Even if your boss never becomes aware of your conversations, you have contributed to the ornery association between you. Your gossip has cemented the negative voice in your head, reinforcing an already combative situation, and cementing his negative approach towards you. He senses the department’s opinion of him and it adds to his abhorrent treatment of the group. What would the relationship be like if you did not engage in gossip, but used that energy instead to ask his opinion about your work? What can you improve? What was he particularly pleased by? Don’t be phony or a kiss-up, just act as though the relationship is mutually rewarding and show a genuine interest in his perspective.

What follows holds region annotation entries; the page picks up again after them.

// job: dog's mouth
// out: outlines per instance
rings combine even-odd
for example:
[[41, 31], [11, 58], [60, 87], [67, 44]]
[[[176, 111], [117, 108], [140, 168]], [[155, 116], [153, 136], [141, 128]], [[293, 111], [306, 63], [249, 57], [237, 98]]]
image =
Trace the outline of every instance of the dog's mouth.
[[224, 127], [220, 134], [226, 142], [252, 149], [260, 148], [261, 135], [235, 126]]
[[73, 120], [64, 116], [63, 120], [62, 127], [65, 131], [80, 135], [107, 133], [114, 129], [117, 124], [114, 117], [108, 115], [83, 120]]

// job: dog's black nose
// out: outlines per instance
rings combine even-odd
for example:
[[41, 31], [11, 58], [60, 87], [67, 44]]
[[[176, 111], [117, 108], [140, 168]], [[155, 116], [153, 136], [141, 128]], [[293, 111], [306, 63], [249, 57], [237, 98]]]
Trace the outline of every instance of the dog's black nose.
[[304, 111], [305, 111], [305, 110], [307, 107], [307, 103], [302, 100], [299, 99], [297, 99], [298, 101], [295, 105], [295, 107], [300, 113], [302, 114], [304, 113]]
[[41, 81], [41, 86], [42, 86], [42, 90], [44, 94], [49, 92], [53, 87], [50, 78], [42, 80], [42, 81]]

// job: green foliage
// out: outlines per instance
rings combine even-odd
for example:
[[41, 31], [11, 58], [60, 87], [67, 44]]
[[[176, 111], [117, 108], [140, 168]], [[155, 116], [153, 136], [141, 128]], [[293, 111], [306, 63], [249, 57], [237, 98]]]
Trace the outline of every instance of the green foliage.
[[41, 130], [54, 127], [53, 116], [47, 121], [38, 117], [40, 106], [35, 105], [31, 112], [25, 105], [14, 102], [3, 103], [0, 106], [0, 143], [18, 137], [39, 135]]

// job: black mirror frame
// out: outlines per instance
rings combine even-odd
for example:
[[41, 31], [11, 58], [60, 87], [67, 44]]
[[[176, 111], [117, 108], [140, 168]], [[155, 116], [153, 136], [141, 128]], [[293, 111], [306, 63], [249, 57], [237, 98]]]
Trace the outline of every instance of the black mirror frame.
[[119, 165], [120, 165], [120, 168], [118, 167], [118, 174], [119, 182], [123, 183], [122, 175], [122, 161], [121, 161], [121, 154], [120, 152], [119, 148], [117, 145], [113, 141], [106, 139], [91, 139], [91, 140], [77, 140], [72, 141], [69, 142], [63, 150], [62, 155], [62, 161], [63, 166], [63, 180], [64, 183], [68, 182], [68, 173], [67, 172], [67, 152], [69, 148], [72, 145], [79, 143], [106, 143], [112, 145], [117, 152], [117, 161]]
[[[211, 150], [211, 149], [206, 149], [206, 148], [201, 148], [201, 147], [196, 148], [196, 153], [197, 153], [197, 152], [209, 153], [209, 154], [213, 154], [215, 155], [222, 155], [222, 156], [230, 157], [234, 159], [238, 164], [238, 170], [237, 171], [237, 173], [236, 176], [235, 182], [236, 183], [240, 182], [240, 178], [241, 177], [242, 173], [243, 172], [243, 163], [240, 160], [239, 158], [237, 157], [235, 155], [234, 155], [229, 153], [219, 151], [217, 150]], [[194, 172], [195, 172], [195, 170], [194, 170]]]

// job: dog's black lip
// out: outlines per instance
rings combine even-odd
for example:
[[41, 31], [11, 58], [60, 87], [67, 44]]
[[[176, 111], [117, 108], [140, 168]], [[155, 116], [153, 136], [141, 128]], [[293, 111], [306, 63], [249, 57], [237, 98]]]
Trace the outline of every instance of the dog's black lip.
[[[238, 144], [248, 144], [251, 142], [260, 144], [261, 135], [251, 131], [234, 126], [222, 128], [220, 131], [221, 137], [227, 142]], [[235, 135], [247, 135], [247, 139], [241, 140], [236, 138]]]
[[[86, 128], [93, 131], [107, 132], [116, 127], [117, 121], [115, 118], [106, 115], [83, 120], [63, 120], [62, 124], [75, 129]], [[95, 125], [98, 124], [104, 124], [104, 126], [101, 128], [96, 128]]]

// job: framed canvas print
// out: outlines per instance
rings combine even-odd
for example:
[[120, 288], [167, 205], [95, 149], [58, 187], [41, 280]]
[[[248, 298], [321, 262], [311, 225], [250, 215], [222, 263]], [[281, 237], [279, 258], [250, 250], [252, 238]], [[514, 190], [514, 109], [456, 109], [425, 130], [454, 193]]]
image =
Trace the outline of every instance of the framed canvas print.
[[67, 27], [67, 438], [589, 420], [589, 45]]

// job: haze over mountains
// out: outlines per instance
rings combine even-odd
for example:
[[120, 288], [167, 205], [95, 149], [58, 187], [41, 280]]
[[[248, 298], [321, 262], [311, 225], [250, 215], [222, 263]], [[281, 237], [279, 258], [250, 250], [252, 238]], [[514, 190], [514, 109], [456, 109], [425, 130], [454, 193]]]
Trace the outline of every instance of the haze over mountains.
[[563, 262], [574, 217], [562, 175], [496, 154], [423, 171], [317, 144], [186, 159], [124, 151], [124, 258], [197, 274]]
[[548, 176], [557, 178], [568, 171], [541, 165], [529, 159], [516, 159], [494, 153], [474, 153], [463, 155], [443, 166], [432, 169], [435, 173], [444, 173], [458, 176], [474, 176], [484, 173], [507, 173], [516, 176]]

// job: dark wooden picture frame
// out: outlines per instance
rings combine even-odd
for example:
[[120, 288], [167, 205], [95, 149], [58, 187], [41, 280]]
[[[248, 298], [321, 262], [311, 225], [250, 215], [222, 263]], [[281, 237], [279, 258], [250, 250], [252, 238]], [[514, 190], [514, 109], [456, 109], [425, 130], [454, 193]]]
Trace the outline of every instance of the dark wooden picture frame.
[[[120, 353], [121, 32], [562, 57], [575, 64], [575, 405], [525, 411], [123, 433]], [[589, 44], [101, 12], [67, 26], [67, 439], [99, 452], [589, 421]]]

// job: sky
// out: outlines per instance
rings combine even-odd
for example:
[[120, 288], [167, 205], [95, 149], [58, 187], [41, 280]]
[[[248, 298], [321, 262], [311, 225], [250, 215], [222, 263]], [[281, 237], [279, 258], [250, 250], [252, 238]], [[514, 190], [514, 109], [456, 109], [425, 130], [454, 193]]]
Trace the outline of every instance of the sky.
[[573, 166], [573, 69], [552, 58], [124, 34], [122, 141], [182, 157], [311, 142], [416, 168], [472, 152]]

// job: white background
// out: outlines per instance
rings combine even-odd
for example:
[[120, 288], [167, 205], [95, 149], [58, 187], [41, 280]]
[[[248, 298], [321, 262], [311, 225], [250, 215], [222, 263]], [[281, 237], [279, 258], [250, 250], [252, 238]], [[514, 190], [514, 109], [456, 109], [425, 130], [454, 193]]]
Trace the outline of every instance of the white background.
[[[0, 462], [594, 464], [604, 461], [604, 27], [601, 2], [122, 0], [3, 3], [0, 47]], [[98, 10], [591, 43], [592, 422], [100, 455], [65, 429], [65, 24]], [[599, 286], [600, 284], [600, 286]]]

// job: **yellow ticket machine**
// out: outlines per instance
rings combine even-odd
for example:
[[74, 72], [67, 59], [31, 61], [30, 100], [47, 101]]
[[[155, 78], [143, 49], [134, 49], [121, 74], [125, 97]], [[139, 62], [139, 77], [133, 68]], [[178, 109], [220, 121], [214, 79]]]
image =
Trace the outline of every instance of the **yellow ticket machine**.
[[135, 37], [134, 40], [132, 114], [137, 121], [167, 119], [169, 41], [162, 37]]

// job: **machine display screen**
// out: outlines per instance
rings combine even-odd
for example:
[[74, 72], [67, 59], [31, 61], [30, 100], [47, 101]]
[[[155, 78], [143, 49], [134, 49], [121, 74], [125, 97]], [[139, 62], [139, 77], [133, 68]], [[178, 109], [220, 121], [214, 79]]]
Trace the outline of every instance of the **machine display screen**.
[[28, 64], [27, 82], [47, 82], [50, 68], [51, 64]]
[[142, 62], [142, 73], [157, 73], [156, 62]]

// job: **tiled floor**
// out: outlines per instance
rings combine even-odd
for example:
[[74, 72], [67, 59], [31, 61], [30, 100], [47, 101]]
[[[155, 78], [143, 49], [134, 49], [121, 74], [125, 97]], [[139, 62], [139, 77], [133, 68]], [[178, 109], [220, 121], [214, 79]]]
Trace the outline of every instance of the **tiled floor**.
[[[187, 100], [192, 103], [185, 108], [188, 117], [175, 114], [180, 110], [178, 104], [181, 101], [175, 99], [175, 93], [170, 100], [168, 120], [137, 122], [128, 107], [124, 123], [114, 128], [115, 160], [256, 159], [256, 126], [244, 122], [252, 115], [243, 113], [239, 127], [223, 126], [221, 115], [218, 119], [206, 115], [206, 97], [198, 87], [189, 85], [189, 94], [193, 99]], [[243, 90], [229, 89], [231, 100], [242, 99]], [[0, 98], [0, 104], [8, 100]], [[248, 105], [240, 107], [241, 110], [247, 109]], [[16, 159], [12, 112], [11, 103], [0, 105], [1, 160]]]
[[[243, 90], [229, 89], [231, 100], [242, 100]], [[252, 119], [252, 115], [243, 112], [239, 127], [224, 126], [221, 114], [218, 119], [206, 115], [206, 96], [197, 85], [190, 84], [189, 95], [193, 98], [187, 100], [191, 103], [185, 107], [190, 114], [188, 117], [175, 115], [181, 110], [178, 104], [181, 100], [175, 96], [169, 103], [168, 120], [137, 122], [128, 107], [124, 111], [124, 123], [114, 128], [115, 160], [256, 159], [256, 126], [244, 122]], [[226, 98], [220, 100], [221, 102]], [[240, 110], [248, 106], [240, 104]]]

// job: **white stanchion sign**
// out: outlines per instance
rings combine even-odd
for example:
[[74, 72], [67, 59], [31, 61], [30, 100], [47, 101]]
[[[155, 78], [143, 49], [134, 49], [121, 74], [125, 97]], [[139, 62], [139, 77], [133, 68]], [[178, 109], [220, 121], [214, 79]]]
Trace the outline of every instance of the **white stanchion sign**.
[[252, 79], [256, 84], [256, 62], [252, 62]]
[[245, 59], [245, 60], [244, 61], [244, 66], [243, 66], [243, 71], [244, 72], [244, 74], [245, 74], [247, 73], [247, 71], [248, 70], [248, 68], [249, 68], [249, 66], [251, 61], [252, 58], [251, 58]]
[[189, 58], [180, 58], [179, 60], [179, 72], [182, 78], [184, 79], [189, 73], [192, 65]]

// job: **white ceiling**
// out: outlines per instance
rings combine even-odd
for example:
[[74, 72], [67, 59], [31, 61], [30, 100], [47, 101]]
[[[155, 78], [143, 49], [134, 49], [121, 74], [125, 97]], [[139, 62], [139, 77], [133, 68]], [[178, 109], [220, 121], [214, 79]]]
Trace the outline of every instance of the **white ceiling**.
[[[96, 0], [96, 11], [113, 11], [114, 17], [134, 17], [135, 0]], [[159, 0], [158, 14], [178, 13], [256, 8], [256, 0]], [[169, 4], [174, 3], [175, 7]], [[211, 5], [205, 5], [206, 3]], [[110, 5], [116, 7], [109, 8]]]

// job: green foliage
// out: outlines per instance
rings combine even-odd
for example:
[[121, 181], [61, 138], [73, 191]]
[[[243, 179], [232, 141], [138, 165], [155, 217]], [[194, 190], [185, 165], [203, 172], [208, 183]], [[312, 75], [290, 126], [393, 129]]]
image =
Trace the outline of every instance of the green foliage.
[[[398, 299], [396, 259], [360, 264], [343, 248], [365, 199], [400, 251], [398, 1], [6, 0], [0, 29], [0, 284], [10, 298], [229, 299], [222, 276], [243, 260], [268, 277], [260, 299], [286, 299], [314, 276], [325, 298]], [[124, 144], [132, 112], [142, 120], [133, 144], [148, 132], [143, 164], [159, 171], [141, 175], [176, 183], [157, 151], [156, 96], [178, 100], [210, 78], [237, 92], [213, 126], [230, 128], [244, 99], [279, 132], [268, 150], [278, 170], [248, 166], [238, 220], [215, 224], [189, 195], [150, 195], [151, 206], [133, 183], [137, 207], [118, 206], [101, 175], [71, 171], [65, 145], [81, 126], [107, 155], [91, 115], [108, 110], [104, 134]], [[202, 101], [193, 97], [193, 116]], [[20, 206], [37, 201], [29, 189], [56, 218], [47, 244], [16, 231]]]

The same principle applies to all relationships. In my practice, clients often cannot recognize their participation in a flawed relationship. Over time it becomes evident that there is usually ways to help the relationship improve, and eventually to turn a worthwhile alliance into a reciprocally favorable one. The key is to know where to begin.
Start by imagining that each negative act, look, or conversation that you create is like laying a physical brick between the two of you. You can actually visualize painting your action onto the brick before it is mortared. For example, the bricks on the wall may read, “Called her stupid”, “Pretended not to hear when the baby was crying” “Came home late without calling.” “Left my dirty clothes on the floor.” You know what the bricks say. Each time you lay more bricks than you take down through positive actions, thoughts, and gestures, you build the wall higher. At first, you will have difficulty touching one another. Then seeing each other will become challenging. And eventually you will no longer be able to hear one another.
Is the relationship worth improving? Then be the one who takes the bricks down. If the wall is high and thick, then you will have to take dramatic action to smash it down. If the wall is short and shaky, then knock off a few bricks at a time. Amazingly, as you begin to tear the wall down, your former opponent will become your ally and unknowingly help you remove the bricks. Kindness, respect, and consideration are contagious.
Two caveats. One – count the “negative” relationships in your life. If you can easily count three or more, then it’s time to look in the mirror for fault and stop blaming others. You need to take action! Two – this article does not apply to any abusive relationship. If you are involved in such a situation, you need to seek professional help beyond the scope of this newsletter.
Please share your comments if you would like feedback or to have your voice heard in next month’s newsletter. In the meantime, go knock down some bricks. Your son or neighbor or mother-in-law will surely appreciate it and you will reap the rewards!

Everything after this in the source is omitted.